Suite à l’intervention d’un collectif CGT lors de sa séance plénière le 16 avril 2018 à l’occasion du vote de son avis sur le deuxième Projet Régional de Santé (PRS2), le CESER Centre-Val de Loire a été destinataire de pétitions relatives à la situation du service public hospitalier en région Centre-Val de Loire. Conformément aux dispositions prévues par son règlement intérieur, il a décidé de s’emparer de cette problématique et a constitué à cette fin un groupe de travail ad hoc aux commissions institutionnelles pour mener à bien ses travaux.

 

La région Centre-Val de Loire se caractérise notamment par la faiblesse de sa densité médicale.

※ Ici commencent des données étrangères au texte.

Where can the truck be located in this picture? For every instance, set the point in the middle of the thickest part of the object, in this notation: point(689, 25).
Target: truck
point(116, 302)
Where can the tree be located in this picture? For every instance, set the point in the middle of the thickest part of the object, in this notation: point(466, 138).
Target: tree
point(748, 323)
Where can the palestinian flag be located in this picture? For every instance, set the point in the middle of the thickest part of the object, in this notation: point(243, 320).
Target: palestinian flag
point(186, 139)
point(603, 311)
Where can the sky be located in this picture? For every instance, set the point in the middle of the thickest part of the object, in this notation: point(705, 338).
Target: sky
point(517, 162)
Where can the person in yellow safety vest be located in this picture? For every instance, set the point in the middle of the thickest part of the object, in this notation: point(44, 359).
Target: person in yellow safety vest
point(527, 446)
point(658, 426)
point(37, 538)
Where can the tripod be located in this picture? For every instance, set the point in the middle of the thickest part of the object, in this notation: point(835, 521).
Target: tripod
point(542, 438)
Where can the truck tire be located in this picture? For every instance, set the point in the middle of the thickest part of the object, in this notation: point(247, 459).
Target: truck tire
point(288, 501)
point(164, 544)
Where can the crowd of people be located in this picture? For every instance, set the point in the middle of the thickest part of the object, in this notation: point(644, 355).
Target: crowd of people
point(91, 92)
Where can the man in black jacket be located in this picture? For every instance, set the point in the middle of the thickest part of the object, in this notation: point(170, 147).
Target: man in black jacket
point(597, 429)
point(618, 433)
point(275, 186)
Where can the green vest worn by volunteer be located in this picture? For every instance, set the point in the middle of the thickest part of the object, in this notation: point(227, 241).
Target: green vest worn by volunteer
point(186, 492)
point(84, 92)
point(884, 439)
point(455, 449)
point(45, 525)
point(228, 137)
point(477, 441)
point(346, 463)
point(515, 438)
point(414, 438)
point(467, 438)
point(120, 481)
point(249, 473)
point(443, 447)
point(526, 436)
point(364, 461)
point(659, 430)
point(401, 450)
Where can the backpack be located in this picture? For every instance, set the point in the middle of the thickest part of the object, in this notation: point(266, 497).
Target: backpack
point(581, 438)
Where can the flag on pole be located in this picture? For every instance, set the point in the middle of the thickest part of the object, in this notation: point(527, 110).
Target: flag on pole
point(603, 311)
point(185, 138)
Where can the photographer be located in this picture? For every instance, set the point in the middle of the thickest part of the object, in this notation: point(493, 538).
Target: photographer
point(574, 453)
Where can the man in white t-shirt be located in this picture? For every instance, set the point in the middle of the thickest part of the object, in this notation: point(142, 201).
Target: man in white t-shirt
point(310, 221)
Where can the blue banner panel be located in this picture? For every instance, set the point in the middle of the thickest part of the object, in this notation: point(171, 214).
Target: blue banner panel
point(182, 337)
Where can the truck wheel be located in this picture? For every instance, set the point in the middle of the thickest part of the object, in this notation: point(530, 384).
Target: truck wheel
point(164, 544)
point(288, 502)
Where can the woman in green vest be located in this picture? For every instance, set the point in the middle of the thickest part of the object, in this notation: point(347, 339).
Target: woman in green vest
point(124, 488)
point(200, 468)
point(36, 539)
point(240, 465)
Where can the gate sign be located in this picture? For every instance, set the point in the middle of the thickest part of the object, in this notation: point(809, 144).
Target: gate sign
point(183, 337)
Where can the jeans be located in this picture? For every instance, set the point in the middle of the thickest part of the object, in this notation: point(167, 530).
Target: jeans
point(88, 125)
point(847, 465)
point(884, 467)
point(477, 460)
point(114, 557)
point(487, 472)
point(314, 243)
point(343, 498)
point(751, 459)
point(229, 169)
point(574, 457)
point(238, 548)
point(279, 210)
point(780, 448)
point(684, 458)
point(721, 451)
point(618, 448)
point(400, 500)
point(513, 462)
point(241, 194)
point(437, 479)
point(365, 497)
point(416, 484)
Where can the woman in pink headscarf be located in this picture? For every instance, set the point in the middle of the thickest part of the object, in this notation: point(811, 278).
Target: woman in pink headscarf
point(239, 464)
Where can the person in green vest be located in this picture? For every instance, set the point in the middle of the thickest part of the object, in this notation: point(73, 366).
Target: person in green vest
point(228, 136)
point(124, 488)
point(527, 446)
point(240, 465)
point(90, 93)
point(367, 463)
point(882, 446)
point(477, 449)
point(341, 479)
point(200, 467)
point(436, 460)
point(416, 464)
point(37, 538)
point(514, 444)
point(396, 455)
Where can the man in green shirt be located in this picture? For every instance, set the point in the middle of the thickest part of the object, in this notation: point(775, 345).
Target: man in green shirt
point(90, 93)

Elle affiche ainsi la plus faible de France pour les médecins généralistes, et est systématiquement inférieure à la moyenne nationale pour l’ensemble des spécialités.

Par ailleurs les fermetures de services hospitaliers de proximité, dont certaines ont été emblématiques (pour ne citer que la maternité Du Blanc), inquiètent les populations et fragilisent un peu plus des territoires qui le sont souvent déjà.

Le CESER a choisi de construire sa réflexion autour de la notion de parcours de soins et donc de partir des besoins des populations sur les territoires. Il a par ailleurs circonscrit son étude à la question de l’offre hospitalière publique, en ne prenant en compte la médecine de ville et l’offre privée que sous le seul aspect de leur rapport avec l’hôpital public.

Plus de 50 auditions ont été organisées, notamment dans le cadre de visites « in situ » des centres hospitaliers de la Région. Les difficultés identifiées ont été déclinées sous trois axes principaux, à savoir l’organisation régionale, les moyens humains et le cadre national.

Fort de l’ensemble des témoignages recueillis et de la réflexion qui en a découlé, le CESER adresse un ensemble de recommandations tant aux acteurs locaux, régionaux, que nationaux, visant à pallier rapidement les carences qui affectent considérablement la région, mais aussi à envisager une construction pérenne de l’offre sanitaire régionale à plus long terme.